The Wampus Cats are eager to get the season started and Emmer has hopes for his team of seven players.
“In a lot of ways I think it will be my best squad consistently through the whole lineup,” Emmer said.
The squad is much smaller from last year’s team of 16, but the talent coming back will allow Clark Fork to do some damage when districts roll around.
Seniors Ellie Kiebert, Kobi Dooley and Mathis Heisel, and juniors Blaine Williams, Wesley Simko and Eli Engelhart are all returning. The only newcomer is freshman Emily Myers.
Clark Fork’s No. 1 boys doubles pair of Williams and Simko is back after making it to the second day of state last year and Kiebert returns after qualifying for state in doubles in her first year playing on the team. But her doubles partner, Lily Simko, has graduated leaving her without one.
Myers is the only other girl on the team and Kiebert played with her on the volleyball and basketball teams this season so there is certainly some chemistry there but Emmer is unsure if they will be a doubles pair or Kiebert will play singles on her own. Time will tell but Emmer isn’t worried about it.
“We’ll just have to see how the year develops and where she goes,” Emmer said. “I’m sure she’ll make it to state in whatever event she is in but I’d like to see her get some wins under her belt down there.”
Like every sport Kiebert takes up, she excels and Emmer wasn’t surprised that she was able to have such an impact right away.
“If she would have started as a freshman ...,” Emmer said with a grin. “She’s a natural.”
The duo of Williams and Simko has been to state the last two years and has no plans on slowing down anytime soon.
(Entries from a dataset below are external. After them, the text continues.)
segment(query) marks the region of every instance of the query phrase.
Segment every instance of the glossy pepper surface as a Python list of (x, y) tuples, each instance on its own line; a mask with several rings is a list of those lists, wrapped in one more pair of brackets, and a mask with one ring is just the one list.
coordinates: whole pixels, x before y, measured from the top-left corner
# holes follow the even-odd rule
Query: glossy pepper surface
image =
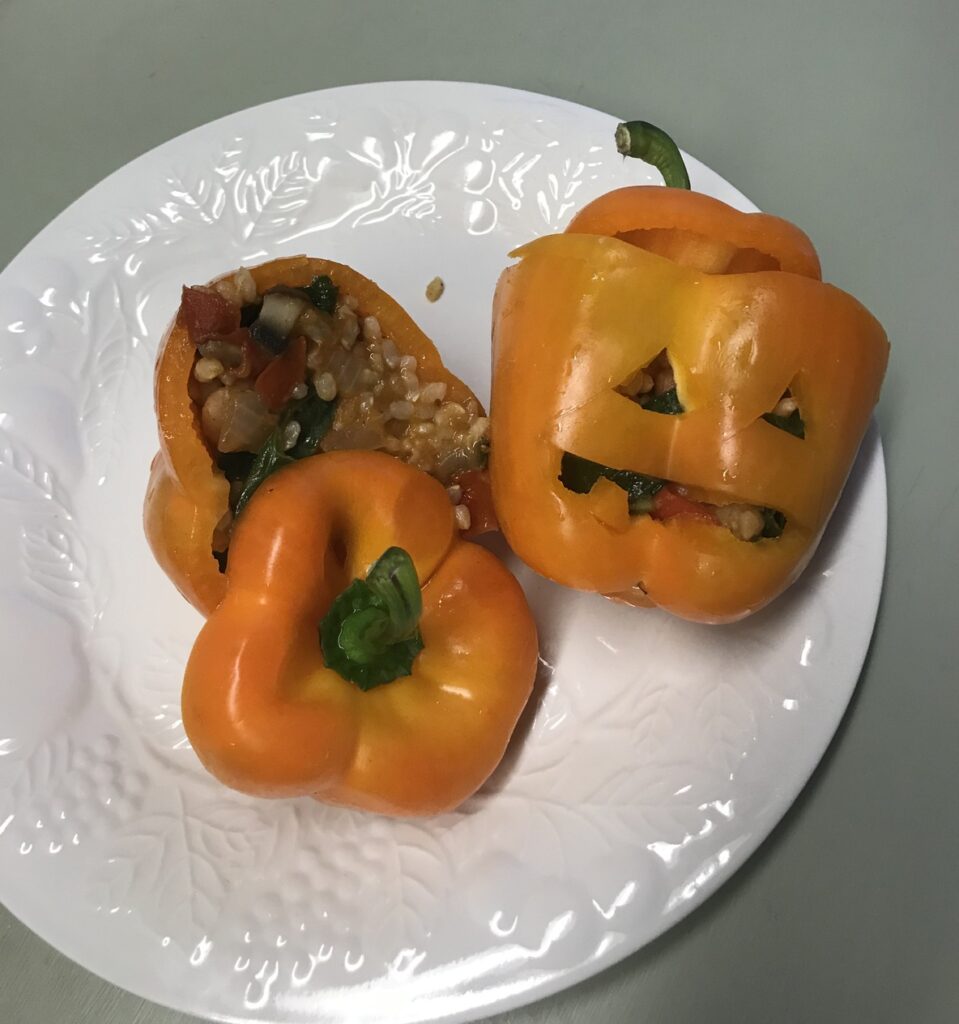
[[(314, 277), (330, 277), (342, 292), (358, 300), (364, 315), (380, 321), (384, 333), (402, 352), (416, 357), (424, 378), (428, 376), (447, 385), (450, 401), (462, 404), (475, 399), (469, 388), (446, 369), (436, 346), (406, 311), (352, 268), (330, 260), (296, 256), (251, 267), (250, 273), (260, 294), (277, 285), (304, 287)], [(184, 597), (206, 615), (217, 606), (226, 589), (213, 555), (212, 539), (227, 512), (230, 486), (204, 440), (199, 412), (188, 391), (196, 346), (181, 314), (161, 342), (157, 358), (154, 397), (160, 450), (151, 466), (144, 527), (164, 572)], [(300, 354), (295, 344), (290, 346), (290, 360)], [(262, 389), (271, 385), (269, 379), (258, 383)], [(264, 398), (273, 404), (272, 391), (266, 390)]]
[[(422, 649), (409, 675), (363, 690), (327, 666), (318, 631), (397, 547), (422, 584)], [(207, 768), (244, 792), (435, 814), (499, 762), (536, 663), (519, 584), (459, 538), (442, 485), (388, 455), (333, 452), (270, 477), (238, 521), (183, 721)]]
[[(692, 198), (648, 191), (667, 207)], [(585, 214), (575, 233), (518, 250), (497, 288), (491, 473), (501, 528), (520, 558), (559, 583), (694, 620), (740, 618), (810, 557), (878, 396), (886, 336), (855, 299), (818, 280), (801, 233), (780, 244), (765, 231), (732, 232), (736, 252), (775, 257), (790, 272), (729, 273), (746, 260), (734, 254), (718, 266), (725, 272), (708, 273), (696, 259), (684, 266), (631, 244), (634, 229), (675, 223), (662, 211), (659, 221)], [(746, 215), (721, 216), (736, 228)], [(721, 235), (688, 223), (707, 240)], [(580, 233), (586, 226), (602, 234)], [(690, 239), (676, 238), (672, 254), (686, 260), (679, 250)], [(678, 415), (617, 391), (663, 348)], [(787, 389), (804, 438), (763, 419)], [(785, 528), (746, 542), (682, 508), (631, 515), (626, 492), (606, 477), (588, 493), (567, 489), (564, 453), (665, 482), (691, 507), (773, 510)]]

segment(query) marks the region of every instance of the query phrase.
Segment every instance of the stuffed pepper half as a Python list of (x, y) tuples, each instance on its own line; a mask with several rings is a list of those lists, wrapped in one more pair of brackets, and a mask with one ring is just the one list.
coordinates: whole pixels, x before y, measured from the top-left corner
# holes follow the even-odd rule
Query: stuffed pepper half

Emmer said he expects the pair to keep getting better and more confident each year they make it to state.
“That was a real eye opener for them to go down there as freshmen,” Emmer said.
When Williams joined the team, Simko was the only other boy on the team so they were kind of forced to be a doubles pair but he’s glad that happened.
“I like playing with Wes,” Williams said. “He’s a good teammate.”
Williams used to play baseball but when he saw how much people enjoyed tennis, he switched it up.
“I always just thought it looked fun so one year I just decided to try it,” he said.
Williams hasn’t set any goals for what he wants to accomplish with his doubles partner this season at state , he just wants to continue to improve.
Kiebert has been looking forward to getting outside of the gym she is usually stuck in playing basketball and volleyball and has been able to make the transition from basketball season seamlessly.
“It’s just so fun because tennis is such a friendly sport and you don’t have to push people around,” Kiebert said.
Throughout her high school sports career, Kiebert has been regarded as a vocal leader thanks to her competitiveness and fearlessness, and she plans on doing just that in her final season on a Clark Fork team.
“I like tennis because you know it’s on you,” she said. “Since there is not as many people it’s like you control your emotions.”
Kiebert is glad she gets to wrap up high school playing tennis because it’s calming, stress free and allows her a little more free time to fill out scholarships for college.
When Emmer isn’t coaching the Wampus Cats, he’s a self-employed building contractor. Emmer builds time around his schedule to make sure he can coach the team when spring comes around and he enjoys every second of being with the team.
“It’s a blast,” he said. “I just really love it. It’s a pretty sweet job.”